NAL Gets Saint-ly
Mark Chait at Penguin's New American Library imprint bought North American rights to a book by New Orleans Saints head coach Sean Payton. Home Team, which Chris Park at Foundry Literary + Media sold, chronicles the NFL team's inspirational Super Bowl XLIV victory, a win which not only marked the franchise's first-ever Super Bowl ring but, in the wake of the devastation of Hurricane Katrina, provided a moment of triumph for the team's battered city. (The Saints didn't play the 2005 season in New Orleans because of the storm.) In the book, scheduled for July, Payton shares the stories of the coaches and players, as well as, in the publisher's words, the “everyday heroes he met along the way.”
Houghton Gets Nerdy in Two-Book Deal
Amanda Cook at Houghton Mifflin Harcourt bought two books last week, both from James Levine at Levine Greenberg. In the first deal, Cook took North American rights to Stephen Baker's Final Jeopardy: The Man-Machine Battle for the Future of Our Minds. Baker (The Numerati) examines IBM's quest to build the world's smartest supercomputer—in-house the effort is called “the Watson Project.” The author, per HMH, was given “unique” access to the company's scientists and managers, and the effort is planned to culminate early next year with the supercomputer, aka Watson, taking on whoever is the reigning Jeopardy champion at the time.
Cook also took North American rights to Sebastian Seung's Connectome: A Neuroscientist's Search for the Self. Seung is a computational neuroscientist at MIT and, as his publisher explained, he's currently involved in an effort to map the brain and all its connections. HMH hopes his book will “do for neuroscience what Brian Greene's The Elegant Universe did for physics.”
Putnam Does Ellis Two-fer
Rachel Kahan at Putnam and Leslie Gelbman at Berkley signed North American rights to two new novels in David Ellis's Jason Kolarich series. Ellis, who's the chief legal counsel to the Speaker of the Illinois House of Representatives by day (and worked on the Blagojevich impeachment), just got a nomination for best crime novel from the L.A. Times for The Hidden Man (2009), the first book in the Kolarich series. The second book in the series, already signed, is coming out in early 2011. Agent Susanna Einstein at LJK did the deal.
Whistle-blowing, and Hospital Stays 101
Keith Wallman at Globe Pequot's Lyons Press took world rights to a how-to book with an unexpected subject: whistle-blowing. Wallman, in a deal brokered by agent Rita Rosenkranz, said attorney Stephen Martin Kohn's title, slated for 2011, will be a “layman's guide to the legal dos and don'ts of exposing workplace and government wrongdoing.” Kohn, who recently appeared on 60 Minutes discussing his representation of the UBS tax evasion whistle-blower Bradley Birkenfield, is executive director of the National Whistleblowers Center.
In another deal for a how-to guide, of sorts, Andrew Blauner sold world rights to Person First, Patient Second: Hospital Stay Checklists. Michael Fragnito at Sterling acquired the book, by patient advocate Elizabeth Bailey; the title's scheduled for next spring. Blauner said the book is a “user-friendly guide” that details how you, and your loved ones, can have a safe hospital stay.

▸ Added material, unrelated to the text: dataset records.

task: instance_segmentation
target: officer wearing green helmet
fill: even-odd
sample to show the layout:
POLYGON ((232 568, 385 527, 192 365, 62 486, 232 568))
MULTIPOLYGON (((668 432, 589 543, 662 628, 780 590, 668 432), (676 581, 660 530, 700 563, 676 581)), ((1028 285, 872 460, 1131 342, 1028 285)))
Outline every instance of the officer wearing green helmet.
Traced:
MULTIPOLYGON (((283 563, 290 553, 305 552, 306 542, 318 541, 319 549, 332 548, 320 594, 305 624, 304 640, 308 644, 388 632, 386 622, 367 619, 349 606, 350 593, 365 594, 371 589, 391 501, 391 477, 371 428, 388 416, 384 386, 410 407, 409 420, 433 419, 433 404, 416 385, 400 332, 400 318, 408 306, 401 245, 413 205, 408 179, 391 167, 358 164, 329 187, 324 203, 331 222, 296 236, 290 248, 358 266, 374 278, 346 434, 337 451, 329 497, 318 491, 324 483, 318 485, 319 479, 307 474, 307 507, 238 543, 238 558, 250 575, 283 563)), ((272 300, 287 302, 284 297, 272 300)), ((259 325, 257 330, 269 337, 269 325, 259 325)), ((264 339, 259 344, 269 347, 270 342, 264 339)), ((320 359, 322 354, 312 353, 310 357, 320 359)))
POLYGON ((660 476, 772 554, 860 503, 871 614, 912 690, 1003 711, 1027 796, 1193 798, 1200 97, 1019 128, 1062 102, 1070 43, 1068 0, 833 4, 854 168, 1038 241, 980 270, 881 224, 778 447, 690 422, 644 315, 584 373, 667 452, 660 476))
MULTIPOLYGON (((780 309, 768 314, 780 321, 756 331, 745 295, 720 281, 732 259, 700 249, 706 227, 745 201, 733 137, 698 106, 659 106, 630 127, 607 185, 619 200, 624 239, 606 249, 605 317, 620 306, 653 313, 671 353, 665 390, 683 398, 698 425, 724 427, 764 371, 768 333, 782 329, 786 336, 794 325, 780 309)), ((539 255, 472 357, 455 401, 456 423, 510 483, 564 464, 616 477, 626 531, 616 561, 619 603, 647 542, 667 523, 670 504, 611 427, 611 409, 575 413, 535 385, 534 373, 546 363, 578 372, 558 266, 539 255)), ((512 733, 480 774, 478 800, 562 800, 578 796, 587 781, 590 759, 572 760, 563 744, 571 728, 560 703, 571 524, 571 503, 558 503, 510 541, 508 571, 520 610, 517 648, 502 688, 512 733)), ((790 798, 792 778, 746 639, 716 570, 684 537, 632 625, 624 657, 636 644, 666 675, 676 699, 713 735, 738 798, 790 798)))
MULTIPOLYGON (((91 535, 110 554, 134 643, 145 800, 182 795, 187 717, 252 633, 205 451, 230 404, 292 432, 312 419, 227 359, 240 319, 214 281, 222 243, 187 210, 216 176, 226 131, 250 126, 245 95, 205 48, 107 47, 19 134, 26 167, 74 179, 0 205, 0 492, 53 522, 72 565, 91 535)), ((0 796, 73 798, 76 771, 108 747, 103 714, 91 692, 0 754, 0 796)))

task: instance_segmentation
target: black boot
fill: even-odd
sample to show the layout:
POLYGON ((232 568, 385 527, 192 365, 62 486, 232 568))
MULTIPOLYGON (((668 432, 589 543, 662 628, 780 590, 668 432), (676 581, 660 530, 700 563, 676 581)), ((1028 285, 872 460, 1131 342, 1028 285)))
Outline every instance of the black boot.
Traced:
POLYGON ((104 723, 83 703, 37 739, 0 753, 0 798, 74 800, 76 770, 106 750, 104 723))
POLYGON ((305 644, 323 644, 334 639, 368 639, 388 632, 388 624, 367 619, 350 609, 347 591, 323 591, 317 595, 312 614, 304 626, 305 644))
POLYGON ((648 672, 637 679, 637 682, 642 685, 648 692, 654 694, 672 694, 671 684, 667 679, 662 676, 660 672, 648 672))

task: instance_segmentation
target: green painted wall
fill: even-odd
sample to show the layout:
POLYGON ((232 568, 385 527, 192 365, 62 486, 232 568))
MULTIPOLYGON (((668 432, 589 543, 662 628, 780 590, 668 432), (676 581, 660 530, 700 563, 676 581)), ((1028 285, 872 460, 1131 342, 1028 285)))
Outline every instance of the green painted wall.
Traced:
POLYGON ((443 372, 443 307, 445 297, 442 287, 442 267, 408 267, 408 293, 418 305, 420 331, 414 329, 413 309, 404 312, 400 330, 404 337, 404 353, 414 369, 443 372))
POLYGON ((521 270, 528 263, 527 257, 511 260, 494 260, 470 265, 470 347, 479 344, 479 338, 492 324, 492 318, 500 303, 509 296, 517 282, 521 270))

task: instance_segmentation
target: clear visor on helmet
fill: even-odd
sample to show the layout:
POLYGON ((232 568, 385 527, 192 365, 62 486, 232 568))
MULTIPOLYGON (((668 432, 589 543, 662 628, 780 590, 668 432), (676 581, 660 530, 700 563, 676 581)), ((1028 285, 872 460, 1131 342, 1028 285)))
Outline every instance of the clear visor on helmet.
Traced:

Bailey, a former music industry exec, is starting grad school at Sarah Lawrence next year, to obtain a master's degree in Health Patient Advocacy.
Women's Movement Re-examined
Peter Richardson, at PoliPointPress, acquired North American rights to historian and Huffington Post blogger Nancy L. Cohen's Cracked: Sex, Politics, and the Unmaking of America. Cohen examines gender relations from the '70s through today and, per agent Jill Marr at Sandra Dijkstra (who brokered the deal), looks at how the opposition to the sexual revolution played a “critical role in remaking American politics.”
Briefs
Michelle Tessler at Tessler Literary sold Gary Andrew Poole's Manny Pacquiao to Kevin Hanover at Da Capo. The book, which is slated for fall 2010, is the first significant biography of the boxer, a winner of seven world championships (in seven different weight divisions) who was recently named “Fighter of the Decade” by the Boxing Writers Association of America.... SMP's Elizabeth Beier closed a deal for North American rights to Lady Gaga: Critical Mass Fashion, a biography, featuring over 100 photographs of the chameleon-like singer/style icon, by music journalist Elizabeth Goodman. Goodman has been a staffer at Rolling Stone and Blender, and wrote Cat Power: A Good Woman; SMP is planning a September 2010 publication.